Ein etwas besseres Beispiel ist ein Paar Schuhe. Auch bei räumlicher Trennung und ohne kausale Interaktion gibt es immer genau einen rechten und einen linken Schuh.

Allerdings ist auch dieses Beispiel nicht perfekt. Der eine Schuh ist immer und unabhängig von der Messung (z.B.) ein rechter Schuh. Das ist bei zwei verschränkten Spins nich der Fall.

Timm 03.09.16 09:54

AW: Nicht-Lokalität und Relativitätsprinzip; VWI
 
Zitat:

Zitat von TomS (Beitrag 82500)
Die VWI hat das Problem der Nicht-Lokalität explizit nicht

Unter Nicht-Lokalität verstehe ich die instantane Erzeugung fester Meßwerte unabhängig von der Entfernung in ein und derselben Welt. Wie hebelt die VWI diese experimentellen Befunde denn aus?

TomS 03.09.16 11:44

AW: Nicht-Lokalität und Relativitätsprinzip; VWI
 
Zitat:

Zitat von Timm (Beitrag 82526)
Unter Nicht-Lokalität verstehe ich die instantane Erzeugung fester Meßwerte unabhängig von der Entfernung in ein und derselben Welt. Wie hebelt die VWI diese experimentellen Befunde denn aus?

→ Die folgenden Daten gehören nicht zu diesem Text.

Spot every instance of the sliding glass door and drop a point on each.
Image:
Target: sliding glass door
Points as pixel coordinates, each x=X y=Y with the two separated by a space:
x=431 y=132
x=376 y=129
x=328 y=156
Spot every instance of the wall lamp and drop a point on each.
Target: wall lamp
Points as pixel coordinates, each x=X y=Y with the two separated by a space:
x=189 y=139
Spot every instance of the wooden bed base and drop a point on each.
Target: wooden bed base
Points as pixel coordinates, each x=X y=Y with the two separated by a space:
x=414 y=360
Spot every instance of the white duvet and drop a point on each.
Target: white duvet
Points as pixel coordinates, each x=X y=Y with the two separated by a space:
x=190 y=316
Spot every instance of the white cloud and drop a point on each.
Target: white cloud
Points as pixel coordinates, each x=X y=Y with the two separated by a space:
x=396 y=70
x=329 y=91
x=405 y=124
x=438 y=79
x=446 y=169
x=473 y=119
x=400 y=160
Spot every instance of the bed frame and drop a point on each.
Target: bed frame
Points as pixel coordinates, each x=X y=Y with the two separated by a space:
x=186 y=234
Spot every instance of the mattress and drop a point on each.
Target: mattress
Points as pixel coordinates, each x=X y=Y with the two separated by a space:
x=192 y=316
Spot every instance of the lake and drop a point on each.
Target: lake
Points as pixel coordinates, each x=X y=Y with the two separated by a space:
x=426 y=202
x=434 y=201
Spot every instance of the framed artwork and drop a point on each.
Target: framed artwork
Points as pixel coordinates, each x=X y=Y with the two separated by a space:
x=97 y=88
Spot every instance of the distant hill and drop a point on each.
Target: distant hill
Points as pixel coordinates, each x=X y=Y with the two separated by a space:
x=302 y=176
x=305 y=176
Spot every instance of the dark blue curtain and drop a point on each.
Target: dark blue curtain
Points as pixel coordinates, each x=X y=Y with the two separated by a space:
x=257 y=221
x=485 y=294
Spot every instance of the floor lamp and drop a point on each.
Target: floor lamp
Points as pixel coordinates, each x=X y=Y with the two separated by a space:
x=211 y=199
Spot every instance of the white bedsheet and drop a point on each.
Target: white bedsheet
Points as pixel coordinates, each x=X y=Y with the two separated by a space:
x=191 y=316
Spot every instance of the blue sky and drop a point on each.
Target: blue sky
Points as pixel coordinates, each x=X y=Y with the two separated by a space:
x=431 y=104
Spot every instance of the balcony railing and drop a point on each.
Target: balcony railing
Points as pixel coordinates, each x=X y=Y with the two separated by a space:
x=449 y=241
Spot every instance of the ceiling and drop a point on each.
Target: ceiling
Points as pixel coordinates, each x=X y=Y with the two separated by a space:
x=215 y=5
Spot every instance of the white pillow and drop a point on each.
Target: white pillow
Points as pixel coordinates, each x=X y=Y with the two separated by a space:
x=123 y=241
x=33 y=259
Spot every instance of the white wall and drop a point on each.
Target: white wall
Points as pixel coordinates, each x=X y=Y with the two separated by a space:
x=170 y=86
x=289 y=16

Im Rahmen der VWI entstehen keine festen Messwerte; ein Messwert ist nur (näherungsweise) je Zweig realisiert. Durch Dekohärenz entsteht eine (in der Zeigerbasis näherungsweise diagonale) Superposition = Zweigstruktur. Diese entsteht jedoch weder instantan noch überall; ihre Dynamik folgt ganz normal der Schrödingergleichung.

In einer relativistischen Theorie breitet sich diese Zweigstruktur (mit der Verschränkung mit weiteren Freiheitsgraden) im / auf dem Lichtkegel aus, da die Zeitentwicklung die Lorentz-Kovarianz respektiert.